秦時月和宋梔面上不顯緊張,麗娜完全石化了。
老闆親自介紹自己,祖宗燒高香了?
「喬喬,這怎麼什麼人都往這裡帶啊,讓她們在樓下待著就行了。」有個貴婦開了口。
何喬笑容不變。
「張姨教訓的是,要不你們三先下去等我?」何喬道。
秦時月一臉懵逼,這是來幹啥呢。
找羞辱嗎?
而宋梔卻明白,這絕不是這麼簡單的過場。
忽而,一道慵懶又愉悅的聲音響起。
「人留下來吧,喬喬今天手氣這麼差,不如換個人,那個丫頭,你過來,陪我玩兩把。
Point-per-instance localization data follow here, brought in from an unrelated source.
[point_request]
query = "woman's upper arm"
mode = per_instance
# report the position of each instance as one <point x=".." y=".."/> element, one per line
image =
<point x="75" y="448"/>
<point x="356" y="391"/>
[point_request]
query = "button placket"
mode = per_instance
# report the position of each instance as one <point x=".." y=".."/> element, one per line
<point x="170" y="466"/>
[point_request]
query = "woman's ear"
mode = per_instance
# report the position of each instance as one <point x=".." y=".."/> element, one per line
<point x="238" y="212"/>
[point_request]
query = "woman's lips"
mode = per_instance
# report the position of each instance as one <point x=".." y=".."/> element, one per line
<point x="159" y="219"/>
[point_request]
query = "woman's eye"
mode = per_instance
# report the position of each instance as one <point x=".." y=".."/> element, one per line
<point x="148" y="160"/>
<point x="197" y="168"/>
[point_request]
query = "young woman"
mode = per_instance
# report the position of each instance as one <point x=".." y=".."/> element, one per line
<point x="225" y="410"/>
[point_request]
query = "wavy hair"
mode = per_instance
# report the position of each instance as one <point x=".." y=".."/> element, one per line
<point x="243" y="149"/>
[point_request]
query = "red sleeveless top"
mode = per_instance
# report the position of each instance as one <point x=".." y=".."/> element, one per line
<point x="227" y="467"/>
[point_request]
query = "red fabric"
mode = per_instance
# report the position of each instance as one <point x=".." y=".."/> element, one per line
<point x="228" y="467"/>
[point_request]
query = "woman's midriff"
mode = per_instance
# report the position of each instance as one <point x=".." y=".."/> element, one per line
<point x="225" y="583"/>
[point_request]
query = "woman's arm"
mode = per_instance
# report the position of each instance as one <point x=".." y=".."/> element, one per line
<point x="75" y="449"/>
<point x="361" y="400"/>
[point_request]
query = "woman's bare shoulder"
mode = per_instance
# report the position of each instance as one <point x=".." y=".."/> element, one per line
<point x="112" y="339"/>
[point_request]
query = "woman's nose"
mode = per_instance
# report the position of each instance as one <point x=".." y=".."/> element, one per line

」
纖纖細指指著宋梔。
宋梔看向那位貴婦,眉眼帶笑,保養的很好,重點是這幅皮囊。
她一怔。
假的吧。
不可能的吧。
「宋梔,過來,姚姨的面子,可不是誰都給的。」何喬開口,原本那趕人的張太太,臉都白了。
宋梔動了動唇。
「不會?」那貴婦露出惋惜的模樣。
宋梔汗顏,走近,落座。
三牌,炸局了。
原因是,宋梔把大牌胡了個遍。
秦時月低著頭,嘴都成魚嘴了。
她姐妹宋梔是誰啊,聽宋爺爺說那是三歲就會打馬吊的神童啊!如果不是宋梔對起牌不感興趣,當個麻將非遺傳承人,那是一點問題沒有的!